Their adventures come to an end abruptly when a stranger approaches Inglorion in the taproom of an inn. The stranger is a gray elf, rare enough this far inland. His dress suggests that he’s a ranger: long bow, short sword, leather armor. His clothes are muddy from travel, and he smells like the outdoors.
Inglorion and Sieia are between jobs. Sieia is asleep upstairs; Inglorion hangs out in the taproom of the posting inn, listening for news, looking for work.
The stranger talks briefly to the tapster, then approaches Inglorion’s end of the bar.
“Cold night,” he says.
“Muddy, too,” says Inglorion. “Looks like you’ve been traveling.”
“I’ve been on the road for two weeks now. I’ve come from a port town, Liamelia. Perhaps you know it.”
“I know it well.”
The stranger studies Inglorion. The tapster brings him a glass of gin. “Thank you kindly. That helps with the cold, to be sure.” He takes a sip, turns back to Inglorion. “What are you drinking? Can I buy you a round?”
“I’m a cheap date. What brings you this far inland?”
“I’m looking for a young lady.”
“Aren’t we all?”
The stranger gives a small, tight smile. “Not that kind of lady, and not for that reason.”
“You’re from Liamelia.
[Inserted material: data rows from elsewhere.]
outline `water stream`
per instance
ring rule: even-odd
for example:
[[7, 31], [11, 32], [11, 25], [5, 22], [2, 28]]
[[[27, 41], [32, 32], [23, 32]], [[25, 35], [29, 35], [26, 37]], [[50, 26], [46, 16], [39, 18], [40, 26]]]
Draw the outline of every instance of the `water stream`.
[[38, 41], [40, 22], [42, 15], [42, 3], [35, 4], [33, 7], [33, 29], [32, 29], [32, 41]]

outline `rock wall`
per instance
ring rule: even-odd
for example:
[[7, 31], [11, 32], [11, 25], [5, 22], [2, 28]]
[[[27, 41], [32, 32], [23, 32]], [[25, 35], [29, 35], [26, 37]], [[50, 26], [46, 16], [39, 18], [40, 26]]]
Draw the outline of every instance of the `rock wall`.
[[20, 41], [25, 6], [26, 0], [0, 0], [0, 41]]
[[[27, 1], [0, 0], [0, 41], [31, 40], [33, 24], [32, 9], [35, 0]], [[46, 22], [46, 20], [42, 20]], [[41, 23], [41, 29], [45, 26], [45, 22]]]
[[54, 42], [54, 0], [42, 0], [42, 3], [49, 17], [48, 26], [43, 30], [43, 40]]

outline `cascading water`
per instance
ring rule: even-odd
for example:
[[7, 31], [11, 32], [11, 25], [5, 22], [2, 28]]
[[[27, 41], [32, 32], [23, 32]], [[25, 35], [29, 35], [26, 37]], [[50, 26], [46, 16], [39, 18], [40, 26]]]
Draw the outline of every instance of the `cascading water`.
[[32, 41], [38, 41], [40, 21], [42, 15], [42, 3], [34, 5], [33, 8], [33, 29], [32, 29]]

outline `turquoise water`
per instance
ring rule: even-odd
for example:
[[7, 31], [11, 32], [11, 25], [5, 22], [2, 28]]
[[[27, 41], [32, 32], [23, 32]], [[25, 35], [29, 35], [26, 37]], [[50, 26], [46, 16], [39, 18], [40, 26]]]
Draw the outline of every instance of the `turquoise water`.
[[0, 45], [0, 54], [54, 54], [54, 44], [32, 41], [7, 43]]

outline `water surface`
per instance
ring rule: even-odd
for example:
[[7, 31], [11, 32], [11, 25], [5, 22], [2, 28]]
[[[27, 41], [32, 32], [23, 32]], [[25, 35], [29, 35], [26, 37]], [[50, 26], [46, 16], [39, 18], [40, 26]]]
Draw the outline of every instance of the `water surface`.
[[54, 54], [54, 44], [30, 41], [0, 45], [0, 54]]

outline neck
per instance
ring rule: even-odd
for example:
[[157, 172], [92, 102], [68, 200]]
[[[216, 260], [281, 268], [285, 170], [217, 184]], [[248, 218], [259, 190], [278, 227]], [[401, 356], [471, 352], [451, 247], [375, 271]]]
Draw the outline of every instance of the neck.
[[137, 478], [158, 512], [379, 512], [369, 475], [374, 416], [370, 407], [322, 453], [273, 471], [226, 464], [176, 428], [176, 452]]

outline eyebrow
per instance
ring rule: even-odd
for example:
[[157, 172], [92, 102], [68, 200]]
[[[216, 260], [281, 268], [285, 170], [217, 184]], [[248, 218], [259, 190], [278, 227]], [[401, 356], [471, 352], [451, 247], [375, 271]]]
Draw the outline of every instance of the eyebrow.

I wonder if you would know her.”
“I doubt I can help. I haven’t been back there for years.”
“Her name is Sieia Shelawn. She comes from a good family, and may be traveling in the company of her brother, a half-Drow named Inglorion.” He takes a sip of his gin, looks deeply into Inglorion’s Drow eyes.
“Sieia Shelawn and her half-Drow brother, Inglorion. I might have news, depending on who’s asking, and why.”
“Her family is looking for her. Her parents died unexpectedly, under tragic circumstances. She’s an orphan now, and she stands to inherit a good deal of money.”
“Good God,” says Inglorion blankly. He looks hard at the other man, cocks his head. “Who are you? Are you carrying identification, a letter from the family?”
“The head of the family, Marcus Shelawn, hired me to find her.” He pulls a letter out of his cloak pocket, unfolds it, slides it down the bar to Inglorion. It’s a letter of introduction for a ranger named Sextus, signed by Marcus Shelawn. Inglorion recognizes the handwriting and seal immediately.
“So you’re Sextus?” The stranger nods. “Tell me what happened.”
“You’re Inglorion, aren’t you? Child name Fabius?”
Inglorion nods impatiently, and a cold light flares up in his eyes. “Look, I have a right to know. Apart from anything else, Tereus Shelawn was my father, too.”
Sextus raises a hand, as if to ward off the flash of rage. “No need to fight me over it. You look just like he did at your age, except for the eyes. You’ve had no news all this time? All right, then. Her father — your father — founded a settlement outside the city gates called Xialo. There was a Drow raid. No one escaped. They all died — Tereus, his wife Lavinia, his brother and sister-in-law, their children, two other families that lived there with them.”
“That stupid fucker, settling outside the city walls. How many died?”
“Thirty-five adults and children. One child taken prisoner, likely enslaved.”
“But not Marcus?”
“No. Marcus, his wife Penelope, their son Aramil — they refused to join the settlement, and were safe in Liamelia at the time.”
Inglorion nods abruptly. “Marcus was never a fool. He’s had Tereus’ measure all along.”
Sextus finishes his gin, sets the glass down. “She’s a considerable heiress, you know. It’s been a long time. Her brother thinks it’s time she came home to the family. Can I talk to her?”
“You’ll have to. I’ll try to prepare her.” Inglorion shakes his head. “She won’t like it. She doesn’t have a lot of fond memories of life in Liamelia.” He frowns, looks at his watch. “It’s late. I take it you’ll stay here tonight? I’ll bring her to you in the morning.”
Sextus asks, “You won’t interfere? Try to keep her from the family?” He almost recoils at the heat of Inglorion’s glare. It flares up quickly, then dies down, leaving Inglorion looking forlorn. Sextus remembers that Inglorion isn’t much older than Lady Sieia.
“I’ve known for a long time that she would have to go back,” Inglorion says. “She won’t like it, and she won’t understand it. But now that Tereus is dead, there’s no barrier. I’m sure Marcus will treat her kindly.”